A new US State Department report chronicles China’s oppression of Tibetan Buddhist practitioners and efforts to keep two of the religion’s most prominent leaders out of sight inside Tibet.
The State Department’s 2022 Report on International Religious Freedom, released on Monday, documents allegations of “forced disappearances, arrests, physical abuse and prolonged detentions without trial of monks, nuns and other persons due to their religious practices” in Chinese-occupied Tibet last year.
The report arrives just days before the 28th anniversary of China’s abduction of the Panchen Lama, a high-ranking Tibetan Buddhist figure who has not been seen in public since his forced disappearance at the age of six.
The report also addresses China’s ongoing refusal to negotiate with the envoys of the Dalai Lama, the Nobel Peace Prize-winning Tibetan Buddhist leader, whom China forced into exile from Tibet more than 60 years ago.
Secretary of State Antony J. Blinken and Ambassador-at-Large for International Religious Freedom Rashad Hussain released the report at an event at the State Department attended by International Campaign for Tibet President Tencho Gyatso.
“I was grateful to join other civil society leaders and religious freedom advocates at the release of the 2022 Report on International Religious Freedom, and I’m grateful to the State Department for shining a spotlight on China’s oppression of religious worshippers in Tibet,” Gyatso said.
“As the report shows, Tibetans face horrific abuse from China’s government for attempting to practice their faith freely, speak up for their religious rights or venerate their spiritual leaders like the Dalai Lama and the Panchen Lama. The best way to bring this oppression to an end is to push for renewed dialogue between China and the Dalai Lama’s envoys by passing the bipartisan Promoting a Resolution to the Tibet-China Conflict Act currently in the Congress.”
According to the report, Chinese authorities in the Tibet Autonomous Region, which spans about half of Tibet, required clergy and Tibetan government employees to denounce the Dalai Lama, who has not set foot in Tibet since his forced exile in 1959.
“Authorities also continued to force monasteries to display portraits of (Chinese Communist Party) leaders and required Tibetans to replace images of the Dalai Lama and other lamas in their homes with portraits of CCP leaders, including former Chairman Mao Zedong and General Secretary and (People’s Republic of China) President Xi Jinping,” the report says.
“Images of the Dalai Lama were banned, with harsh repercussions for owning or displaying his image.”
As one example, the report, citing news articles and rights groups, says Chinese Police arrested a Tibetan named Zumkar after finding a photo of the Dalai Lama on her home altar. They also arrested her sister Youdon for colluding with Zumkar to conceal the photo.
According to the report, authorities also required clergy and government employees to pledge allegiance to Gyaltsen Norbu, whom Chinese leaders appointed as their own Panchen Lama after kidnapping Gedhun Choekyi Nyima — on May 17, 1995.

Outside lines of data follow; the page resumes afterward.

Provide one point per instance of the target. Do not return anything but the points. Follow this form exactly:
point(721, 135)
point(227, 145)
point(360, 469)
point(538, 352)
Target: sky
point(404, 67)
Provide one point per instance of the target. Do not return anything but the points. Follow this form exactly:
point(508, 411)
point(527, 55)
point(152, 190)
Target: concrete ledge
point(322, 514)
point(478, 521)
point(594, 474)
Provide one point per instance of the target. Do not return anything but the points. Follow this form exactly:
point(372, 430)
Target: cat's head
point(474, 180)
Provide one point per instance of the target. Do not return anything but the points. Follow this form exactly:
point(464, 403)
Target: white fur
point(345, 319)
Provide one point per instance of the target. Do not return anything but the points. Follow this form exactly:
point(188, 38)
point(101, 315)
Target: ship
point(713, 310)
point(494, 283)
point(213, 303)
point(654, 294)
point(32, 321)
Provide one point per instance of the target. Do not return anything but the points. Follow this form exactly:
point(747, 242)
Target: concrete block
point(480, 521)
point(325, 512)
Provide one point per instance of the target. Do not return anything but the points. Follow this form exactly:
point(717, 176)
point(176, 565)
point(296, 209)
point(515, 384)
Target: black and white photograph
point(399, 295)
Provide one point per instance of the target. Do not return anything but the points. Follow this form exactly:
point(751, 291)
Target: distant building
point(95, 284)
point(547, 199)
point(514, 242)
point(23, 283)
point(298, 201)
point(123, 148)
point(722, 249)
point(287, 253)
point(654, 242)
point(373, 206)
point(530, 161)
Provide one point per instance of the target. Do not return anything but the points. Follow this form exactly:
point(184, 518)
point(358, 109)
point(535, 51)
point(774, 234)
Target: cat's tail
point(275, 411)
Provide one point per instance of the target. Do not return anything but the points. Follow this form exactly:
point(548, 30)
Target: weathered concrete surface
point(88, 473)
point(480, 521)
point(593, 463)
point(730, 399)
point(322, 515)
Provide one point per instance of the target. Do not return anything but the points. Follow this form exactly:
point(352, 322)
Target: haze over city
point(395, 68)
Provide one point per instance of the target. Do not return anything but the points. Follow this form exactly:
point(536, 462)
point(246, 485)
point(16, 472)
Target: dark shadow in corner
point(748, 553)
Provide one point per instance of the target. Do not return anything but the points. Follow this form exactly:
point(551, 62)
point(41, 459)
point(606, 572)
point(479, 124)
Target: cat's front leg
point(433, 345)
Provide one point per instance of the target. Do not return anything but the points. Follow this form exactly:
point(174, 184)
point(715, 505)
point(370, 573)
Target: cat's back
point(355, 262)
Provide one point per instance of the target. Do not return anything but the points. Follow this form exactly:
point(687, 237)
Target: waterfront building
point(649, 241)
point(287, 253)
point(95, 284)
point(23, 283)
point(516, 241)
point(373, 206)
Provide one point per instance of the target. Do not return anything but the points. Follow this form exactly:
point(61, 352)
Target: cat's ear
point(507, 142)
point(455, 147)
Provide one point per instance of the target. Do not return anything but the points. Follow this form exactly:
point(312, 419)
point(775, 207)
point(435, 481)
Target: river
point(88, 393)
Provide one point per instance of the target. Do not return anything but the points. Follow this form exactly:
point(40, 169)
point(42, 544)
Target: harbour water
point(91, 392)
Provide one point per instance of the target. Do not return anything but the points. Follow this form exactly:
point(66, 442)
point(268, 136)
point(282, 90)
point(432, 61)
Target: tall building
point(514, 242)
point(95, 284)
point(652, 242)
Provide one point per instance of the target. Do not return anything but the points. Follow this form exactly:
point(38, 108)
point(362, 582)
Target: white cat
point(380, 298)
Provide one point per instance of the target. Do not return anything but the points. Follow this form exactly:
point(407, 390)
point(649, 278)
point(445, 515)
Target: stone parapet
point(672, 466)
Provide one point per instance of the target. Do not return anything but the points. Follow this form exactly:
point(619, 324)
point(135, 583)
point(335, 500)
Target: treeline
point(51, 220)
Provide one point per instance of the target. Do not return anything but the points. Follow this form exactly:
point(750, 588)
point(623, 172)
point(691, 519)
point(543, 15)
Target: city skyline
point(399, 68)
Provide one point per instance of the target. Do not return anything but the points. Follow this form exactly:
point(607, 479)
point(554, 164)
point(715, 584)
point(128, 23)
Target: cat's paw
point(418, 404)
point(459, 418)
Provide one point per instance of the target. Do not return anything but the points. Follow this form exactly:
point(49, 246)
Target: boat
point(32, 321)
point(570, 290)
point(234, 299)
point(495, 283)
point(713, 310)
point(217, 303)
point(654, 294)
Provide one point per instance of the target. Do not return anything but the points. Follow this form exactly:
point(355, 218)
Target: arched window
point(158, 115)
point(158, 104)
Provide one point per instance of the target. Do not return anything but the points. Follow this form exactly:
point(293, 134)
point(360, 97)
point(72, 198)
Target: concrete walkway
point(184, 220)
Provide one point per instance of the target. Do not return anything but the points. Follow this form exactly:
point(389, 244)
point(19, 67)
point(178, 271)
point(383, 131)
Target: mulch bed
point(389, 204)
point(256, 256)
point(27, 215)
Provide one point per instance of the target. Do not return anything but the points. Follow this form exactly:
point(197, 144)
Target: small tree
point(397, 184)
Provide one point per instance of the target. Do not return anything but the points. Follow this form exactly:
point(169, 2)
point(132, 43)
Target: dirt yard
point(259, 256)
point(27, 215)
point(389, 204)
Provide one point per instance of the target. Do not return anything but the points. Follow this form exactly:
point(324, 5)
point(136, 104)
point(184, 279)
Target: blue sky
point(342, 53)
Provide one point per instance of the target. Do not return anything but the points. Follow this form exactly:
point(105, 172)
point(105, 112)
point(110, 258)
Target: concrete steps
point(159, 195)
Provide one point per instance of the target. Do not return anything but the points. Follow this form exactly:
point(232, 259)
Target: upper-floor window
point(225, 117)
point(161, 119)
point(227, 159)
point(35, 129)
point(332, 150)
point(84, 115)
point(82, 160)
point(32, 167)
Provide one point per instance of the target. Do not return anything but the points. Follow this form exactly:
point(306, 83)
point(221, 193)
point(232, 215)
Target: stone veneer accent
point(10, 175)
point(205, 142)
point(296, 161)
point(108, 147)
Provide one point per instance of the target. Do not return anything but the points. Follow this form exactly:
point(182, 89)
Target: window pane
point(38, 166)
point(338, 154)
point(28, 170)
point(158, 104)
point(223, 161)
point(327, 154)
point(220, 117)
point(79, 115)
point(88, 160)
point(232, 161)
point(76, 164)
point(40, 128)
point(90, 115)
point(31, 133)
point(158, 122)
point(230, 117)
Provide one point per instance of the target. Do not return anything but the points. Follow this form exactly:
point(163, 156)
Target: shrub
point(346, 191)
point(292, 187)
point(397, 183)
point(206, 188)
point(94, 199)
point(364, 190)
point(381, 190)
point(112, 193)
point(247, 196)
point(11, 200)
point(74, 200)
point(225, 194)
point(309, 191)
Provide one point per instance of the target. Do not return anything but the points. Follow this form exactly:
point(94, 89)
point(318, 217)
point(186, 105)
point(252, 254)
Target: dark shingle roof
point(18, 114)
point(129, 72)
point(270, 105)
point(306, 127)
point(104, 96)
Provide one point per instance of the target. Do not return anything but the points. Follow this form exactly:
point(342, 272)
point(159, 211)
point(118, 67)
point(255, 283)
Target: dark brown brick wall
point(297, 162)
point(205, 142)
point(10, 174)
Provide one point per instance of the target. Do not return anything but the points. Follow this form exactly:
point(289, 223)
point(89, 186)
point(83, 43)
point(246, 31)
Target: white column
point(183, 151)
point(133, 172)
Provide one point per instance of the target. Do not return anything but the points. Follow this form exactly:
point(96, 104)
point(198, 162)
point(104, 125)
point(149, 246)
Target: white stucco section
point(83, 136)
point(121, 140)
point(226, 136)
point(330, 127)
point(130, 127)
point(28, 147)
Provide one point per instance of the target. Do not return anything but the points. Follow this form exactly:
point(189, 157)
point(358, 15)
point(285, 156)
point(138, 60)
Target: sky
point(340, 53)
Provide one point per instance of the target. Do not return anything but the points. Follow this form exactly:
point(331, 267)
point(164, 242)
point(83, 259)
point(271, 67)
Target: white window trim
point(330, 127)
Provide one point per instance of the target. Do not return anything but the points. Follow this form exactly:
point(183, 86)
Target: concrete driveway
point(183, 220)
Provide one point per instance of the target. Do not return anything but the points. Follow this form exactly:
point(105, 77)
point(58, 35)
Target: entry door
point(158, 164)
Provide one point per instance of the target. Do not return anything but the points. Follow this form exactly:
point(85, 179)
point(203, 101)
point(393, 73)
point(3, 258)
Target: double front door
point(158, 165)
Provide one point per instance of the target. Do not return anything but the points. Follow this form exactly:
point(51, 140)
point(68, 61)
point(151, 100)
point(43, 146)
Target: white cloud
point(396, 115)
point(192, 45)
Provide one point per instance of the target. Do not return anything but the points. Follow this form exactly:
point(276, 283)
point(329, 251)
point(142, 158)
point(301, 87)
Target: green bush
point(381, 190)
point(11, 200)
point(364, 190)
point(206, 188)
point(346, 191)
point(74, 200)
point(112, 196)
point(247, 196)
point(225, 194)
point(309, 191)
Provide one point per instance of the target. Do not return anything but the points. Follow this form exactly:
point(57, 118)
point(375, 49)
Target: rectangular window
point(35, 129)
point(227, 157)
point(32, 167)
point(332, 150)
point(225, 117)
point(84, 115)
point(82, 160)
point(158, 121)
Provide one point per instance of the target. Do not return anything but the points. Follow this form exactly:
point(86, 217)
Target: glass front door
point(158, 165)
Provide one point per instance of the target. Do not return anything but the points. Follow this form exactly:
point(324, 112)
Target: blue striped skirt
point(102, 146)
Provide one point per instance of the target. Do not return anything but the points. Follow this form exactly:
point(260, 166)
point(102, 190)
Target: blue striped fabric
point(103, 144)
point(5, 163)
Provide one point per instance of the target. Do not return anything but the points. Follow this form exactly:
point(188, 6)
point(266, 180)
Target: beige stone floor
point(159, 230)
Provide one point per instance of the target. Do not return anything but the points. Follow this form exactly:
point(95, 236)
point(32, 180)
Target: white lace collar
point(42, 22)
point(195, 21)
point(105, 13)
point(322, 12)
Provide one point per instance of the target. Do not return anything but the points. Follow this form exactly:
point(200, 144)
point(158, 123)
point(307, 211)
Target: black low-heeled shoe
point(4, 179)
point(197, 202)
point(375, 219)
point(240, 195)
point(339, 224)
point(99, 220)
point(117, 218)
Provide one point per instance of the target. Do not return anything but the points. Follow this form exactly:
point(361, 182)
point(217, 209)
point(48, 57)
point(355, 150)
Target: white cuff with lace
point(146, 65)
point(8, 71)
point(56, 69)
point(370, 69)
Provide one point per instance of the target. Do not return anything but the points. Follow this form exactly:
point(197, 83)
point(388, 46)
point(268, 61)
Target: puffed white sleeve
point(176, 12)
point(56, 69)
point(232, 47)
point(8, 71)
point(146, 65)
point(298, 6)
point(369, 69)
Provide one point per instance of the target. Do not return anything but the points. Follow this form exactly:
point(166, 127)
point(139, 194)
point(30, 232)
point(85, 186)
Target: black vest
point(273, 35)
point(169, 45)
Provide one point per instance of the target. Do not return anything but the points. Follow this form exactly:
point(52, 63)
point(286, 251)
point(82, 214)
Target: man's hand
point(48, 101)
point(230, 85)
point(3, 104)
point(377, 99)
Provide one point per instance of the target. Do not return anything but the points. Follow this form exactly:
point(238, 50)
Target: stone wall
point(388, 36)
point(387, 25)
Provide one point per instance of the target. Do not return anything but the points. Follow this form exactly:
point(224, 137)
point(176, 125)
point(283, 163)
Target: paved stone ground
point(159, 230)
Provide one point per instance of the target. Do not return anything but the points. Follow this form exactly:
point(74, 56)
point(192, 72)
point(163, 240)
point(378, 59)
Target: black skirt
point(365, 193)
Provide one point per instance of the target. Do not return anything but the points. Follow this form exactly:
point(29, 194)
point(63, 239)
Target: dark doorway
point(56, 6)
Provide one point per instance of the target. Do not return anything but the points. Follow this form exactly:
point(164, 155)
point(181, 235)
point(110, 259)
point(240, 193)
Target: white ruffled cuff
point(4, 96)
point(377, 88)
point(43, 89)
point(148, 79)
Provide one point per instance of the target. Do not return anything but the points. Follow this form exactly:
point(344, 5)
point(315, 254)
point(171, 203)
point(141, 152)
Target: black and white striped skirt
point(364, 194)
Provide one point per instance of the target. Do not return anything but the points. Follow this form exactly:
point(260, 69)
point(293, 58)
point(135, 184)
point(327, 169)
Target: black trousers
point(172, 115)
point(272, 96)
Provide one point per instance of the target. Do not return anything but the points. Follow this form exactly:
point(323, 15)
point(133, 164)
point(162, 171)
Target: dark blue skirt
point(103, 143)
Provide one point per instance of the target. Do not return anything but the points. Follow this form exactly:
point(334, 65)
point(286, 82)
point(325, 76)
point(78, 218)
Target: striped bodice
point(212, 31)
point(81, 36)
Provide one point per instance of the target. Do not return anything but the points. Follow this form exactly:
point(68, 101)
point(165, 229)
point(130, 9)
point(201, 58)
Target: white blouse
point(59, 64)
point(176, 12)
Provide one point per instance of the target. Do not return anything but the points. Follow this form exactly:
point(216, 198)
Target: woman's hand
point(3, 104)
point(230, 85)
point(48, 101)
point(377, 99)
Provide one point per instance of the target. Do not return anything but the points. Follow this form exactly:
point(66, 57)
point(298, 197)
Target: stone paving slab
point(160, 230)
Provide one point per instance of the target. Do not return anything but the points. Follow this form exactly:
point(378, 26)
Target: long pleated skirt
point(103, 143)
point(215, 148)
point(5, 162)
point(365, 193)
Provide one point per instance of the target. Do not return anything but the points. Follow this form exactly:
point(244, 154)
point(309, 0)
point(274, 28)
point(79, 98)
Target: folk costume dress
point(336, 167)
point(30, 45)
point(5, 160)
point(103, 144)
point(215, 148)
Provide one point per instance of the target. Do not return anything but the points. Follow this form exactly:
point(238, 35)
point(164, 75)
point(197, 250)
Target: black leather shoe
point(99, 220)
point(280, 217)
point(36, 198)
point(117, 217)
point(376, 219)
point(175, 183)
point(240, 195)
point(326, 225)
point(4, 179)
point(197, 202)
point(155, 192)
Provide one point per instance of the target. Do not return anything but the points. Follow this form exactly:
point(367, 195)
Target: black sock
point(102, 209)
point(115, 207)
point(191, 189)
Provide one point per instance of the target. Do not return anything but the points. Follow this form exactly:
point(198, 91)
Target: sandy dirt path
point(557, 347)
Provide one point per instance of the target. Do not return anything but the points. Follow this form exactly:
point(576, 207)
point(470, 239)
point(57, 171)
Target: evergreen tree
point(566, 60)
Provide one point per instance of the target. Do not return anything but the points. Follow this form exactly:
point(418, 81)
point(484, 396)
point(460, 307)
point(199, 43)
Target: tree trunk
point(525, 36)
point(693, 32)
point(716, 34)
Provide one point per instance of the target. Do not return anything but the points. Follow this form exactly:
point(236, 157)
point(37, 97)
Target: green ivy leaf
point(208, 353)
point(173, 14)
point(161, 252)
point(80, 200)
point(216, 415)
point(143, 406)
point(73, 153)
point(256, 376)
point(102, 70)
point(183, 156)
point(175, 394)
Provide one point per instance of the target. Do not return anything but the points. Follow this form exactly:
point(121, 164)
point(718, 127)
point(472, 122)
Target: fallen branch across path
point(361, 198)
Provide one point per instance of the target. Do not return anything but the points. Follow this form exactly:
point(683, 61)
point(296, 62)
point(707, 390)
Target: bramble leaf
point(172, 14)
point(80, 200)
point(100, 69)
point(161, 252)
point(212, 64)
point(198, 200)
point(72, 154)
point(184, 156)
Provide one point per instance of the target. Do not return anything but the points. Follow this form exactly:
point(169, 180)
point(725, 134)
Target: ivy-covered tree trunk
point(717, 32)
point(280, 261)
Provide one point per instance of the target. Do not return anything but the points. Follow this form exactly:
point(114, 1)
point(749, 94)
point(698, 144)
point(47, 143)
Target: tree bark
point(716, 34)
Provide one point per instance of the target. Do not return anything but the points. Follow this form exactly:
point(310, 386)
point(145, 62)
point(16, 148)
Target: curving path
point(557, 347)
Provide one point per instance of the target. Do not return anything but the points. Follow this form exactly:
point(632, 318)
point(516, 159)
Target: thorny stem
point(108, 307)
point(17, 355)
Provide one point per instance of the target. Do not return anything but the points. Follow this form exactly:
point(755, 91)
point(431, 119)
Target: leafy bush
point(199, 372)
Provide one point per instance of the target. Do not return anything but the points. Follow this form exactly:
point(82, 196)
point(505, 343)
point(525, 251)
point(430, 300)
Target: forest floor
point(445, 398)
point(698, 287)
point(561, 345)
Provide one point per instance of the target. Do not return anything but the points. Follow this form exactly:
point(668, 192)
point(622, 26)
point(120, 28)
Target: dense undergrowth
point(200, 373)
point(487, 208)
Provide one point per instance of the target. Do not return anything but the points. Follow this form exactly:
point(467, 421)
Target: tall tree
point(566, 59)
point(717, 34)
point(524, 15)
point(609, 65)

Traditionally, the Panchen Lama and the Dalai Lama have played a key role in identifying one another’s reincarnations.
With the current Dalai Lama about to turn 88-years-old, China has made clear it plans to appoint its own successor to the globally revered Buddhist leader.
However, according to the report, US officials last year “underscored that decisions on the succession of the Dalai Lama should be made solely by the Tibetan people, free from interference, and they raised concerns about the disappearance since 1995 of Panchen Lama Gedhun Choekyi Nyima”.
China also cracked down on ordinary practitioners of Tibetan Buddhism last year, according to the report.
It says China “continued to place restrictions on the size of Buddhist monasteries and other institutions and to implement a campaign begun in 2016 to evict monks and nuns from monasteries”.
Between 6,000 and 17,000 monks and nuns were evicted over three years from the Larung Gar and Yachen Gar Buddhist institutes, the report says.
Those expelled were forbidden from continuing their religious education elsewhere; instead, many of them were forced to undergo “patriotic education”.